Both Russia and North Korea have denied accusations by U.S. and allied officials, and U.N. sanctions monitors, that Pyongyang is sharing weapons for use in Ukraine.

‘COMRADE KIM’

Putin said on Wednesday that Russia did “not exclude developing military-technical cooperation” with North Korea due to Western support for Ukraine.

“The deepening cooperation between Russia and the DPRK is something that should be of concern, especially to anyone that’s interested in maintaining peace and stability on the Korean Peninsula,” Major General Patrick Ryder, a Pentagon spokesperson, told reporters.

Putin’s move towards North Korea is seen by diplomats as a major turning point in the international sanctions regime against North Korea, which was formed in 1948 with the backing of the then-Soviet Union.

In March, Russia vetoed the annual renewal of a panel of experts monitoring enforcement of longstanding United Nations sanctions against North Korea over its nuclear weapons and ballistic missile programmes. China had abstained.

The next day, Russia said that major powers needed a new approach to North Korea, accusing the United States and its allies of ratcheting up military tensions in Asia.

“The North Korea-Russia relationship started out as a marriage of convenience focusing on arms and tech transfers, so very transactional, but is now moving into payment systems, research collaboration and exchanges of different types,” said Niklas Swanstrom, Director of the Institute for Security and Development Policy in Sweden. “It seems to have a depth that we have underestimated.”

LIMITS

There are, though, limits to the relationship, say analysts.

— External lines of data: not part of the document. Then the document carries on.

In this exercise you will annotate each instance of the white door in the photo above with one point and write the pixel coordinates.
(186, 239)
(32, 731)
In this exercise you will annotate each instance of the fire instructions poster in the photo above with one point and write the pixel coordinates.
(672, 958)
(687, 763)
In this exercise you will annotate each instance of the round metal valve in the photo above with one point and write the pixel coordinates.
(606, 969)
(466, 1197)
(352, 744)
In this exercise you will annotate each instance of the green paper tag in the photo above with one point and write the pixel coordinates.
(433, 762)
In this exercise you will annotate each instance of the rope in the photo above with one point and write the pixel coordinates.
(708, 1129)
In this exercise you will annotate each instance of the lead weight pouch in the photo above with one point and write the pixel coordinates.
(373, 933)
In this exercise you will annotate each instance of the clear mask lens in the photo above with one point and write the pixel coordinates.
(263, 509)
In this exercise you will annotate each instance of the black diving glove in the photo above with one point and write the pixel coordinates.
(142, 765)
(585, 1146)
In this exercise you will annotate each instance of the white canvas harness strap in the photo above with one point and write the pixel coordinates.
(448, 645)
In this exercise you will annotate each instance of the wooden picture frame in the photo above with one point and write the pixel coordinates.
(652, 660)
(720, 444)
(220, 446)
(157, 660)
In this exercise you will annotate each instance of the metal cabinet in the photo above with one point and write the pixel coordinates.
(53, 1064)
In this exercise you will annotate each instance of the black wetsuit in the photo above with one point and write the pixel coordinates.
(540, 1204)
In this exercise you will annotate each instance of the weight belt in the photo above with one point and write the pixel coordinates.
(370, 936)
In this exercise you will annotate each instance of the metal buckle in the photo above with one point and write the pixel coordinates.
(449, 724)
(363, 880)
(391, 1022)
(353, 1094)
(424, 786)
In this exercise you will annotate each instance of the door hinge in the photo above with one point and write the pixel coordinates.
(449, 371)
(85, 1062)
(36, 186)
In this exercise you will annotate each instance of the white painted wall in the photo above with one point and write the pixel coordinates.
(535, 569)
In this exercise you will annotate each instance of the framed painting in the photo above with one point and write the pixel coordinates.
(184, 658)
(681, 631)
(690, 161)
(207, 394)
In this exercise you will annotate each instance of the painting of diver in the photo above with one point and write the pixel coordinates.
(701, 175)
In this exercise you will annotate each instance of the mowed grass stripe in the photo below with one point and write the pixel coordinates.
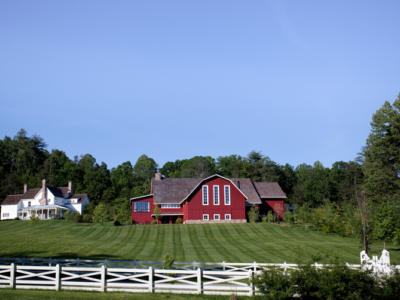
(179, 251)
(169, 245)
(261, 251)
(198, 248)
(140, 244)
(157, 253)
(127, 243)
(218, 241)
(197, 242)
(251, 254)
(211, 252)
(188, 249)
(233, 246)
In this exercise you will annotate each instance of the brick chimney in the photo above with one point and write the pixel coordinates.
(43, 200)
(71, 187)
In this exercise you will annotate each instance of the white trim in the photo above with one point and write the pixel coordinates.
(227, 186)
(215, 186)
(209, 178)
(135, 198)
(202, 199)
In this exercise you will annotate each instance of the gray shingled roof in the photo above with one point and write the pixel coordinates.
(14, 199)
(269, 190)
(173, 190)
(246, 186)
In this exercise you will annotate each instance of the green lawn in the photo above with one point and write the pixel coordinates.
(258, 242)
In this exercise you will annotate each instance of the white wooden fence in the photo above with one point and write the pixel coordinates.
(131, 280)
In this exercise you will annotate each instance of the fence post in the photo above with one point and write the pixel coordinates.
(199, 281)
(13, 271)
(251, 285)
(151, 280)
(58, 277)
(103, 278)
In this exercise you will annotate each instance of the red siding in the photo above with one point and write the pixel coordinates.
(195, 208)
(268, 205)
(145, 217)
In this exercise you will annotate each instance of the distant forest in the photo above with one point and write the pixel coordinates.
(25, 159)
(360, 197)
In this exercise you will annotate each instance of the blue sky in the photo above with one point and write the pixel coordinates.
(297, 80)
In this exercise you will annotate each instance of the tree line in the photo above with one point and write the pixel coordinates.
(364, 192)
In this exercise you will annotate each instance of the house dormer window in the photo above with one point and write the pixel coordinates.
(205, 195)
(216, 195)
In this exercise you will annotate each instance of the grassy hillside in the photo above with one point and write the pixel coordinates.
(207, 242)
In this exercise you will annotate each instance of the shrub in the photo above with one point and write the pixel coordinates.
(33, 220)
(76, 217)
(87, 218)
(333, 281)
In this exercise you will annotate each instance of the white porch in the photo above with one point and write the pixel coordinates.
(43, 212)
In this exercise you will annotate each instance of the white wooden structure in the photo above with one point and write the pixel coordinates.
(136, 276)
(43, 202)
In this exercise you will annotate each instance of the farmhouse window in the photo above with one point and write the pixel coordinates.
(205, 195)
(216, 195)
(227, 195)
(142, 207)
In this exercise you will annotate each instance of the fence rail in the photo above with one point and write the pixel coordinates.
(121, 279)
(135, 264)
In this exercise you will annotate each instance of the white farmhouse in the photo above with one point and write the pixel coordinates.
(43, 202)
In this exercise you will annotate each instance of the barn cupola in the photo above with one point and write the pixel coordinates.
(43, 200)
(70, 188)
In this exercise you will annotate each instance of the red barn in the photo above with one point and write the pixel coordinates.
(215, 199)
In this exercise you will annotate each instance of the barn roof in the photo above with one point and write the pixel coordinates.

Russia, the world’s biggest nuclear power, is not interested in major nuclear proliferation, especially by a neighbour.

Nor is China, which despite growing clashes with Washington on foreign policy and trade issues is far from the international pariah that Russia and North Korea have become.

Both Moscow and Beijing, while ready to needle the United States and its Asian allies with public support for North Korea, have in the past criticised Pyongyang in public for its displays of missile or nuclear might.

Russia is due to outproduce all of the NATO military alliance on ammunition this year, so Putin’s reliance on Kim is limited.

And while the Soviet Union helped North Korea build a research reactor at Yongbyon, the Soviet-era Kremlin was always wary of the nuclear ambitions of Kim Il Sung – the state founder and Kim Jong Un’s grandfather – and found Pyongyang a provocative difficult partner, especially when it tried to nudge Moscow by deepening ties with China.

Russia has also historically balanced its approach to the North with its relations with South Korea, a U.S. ally but economic powerhouse, said Anthony Rinna, a specialist in Korea-Russia relations at Sino-NK, a website that analyses the region.

“By sidling up to North Korea, especially by upgrading their relationship to a comprehensive strategic partnership, Russia risks undermining its policy of diplomatic equidistance,” he said.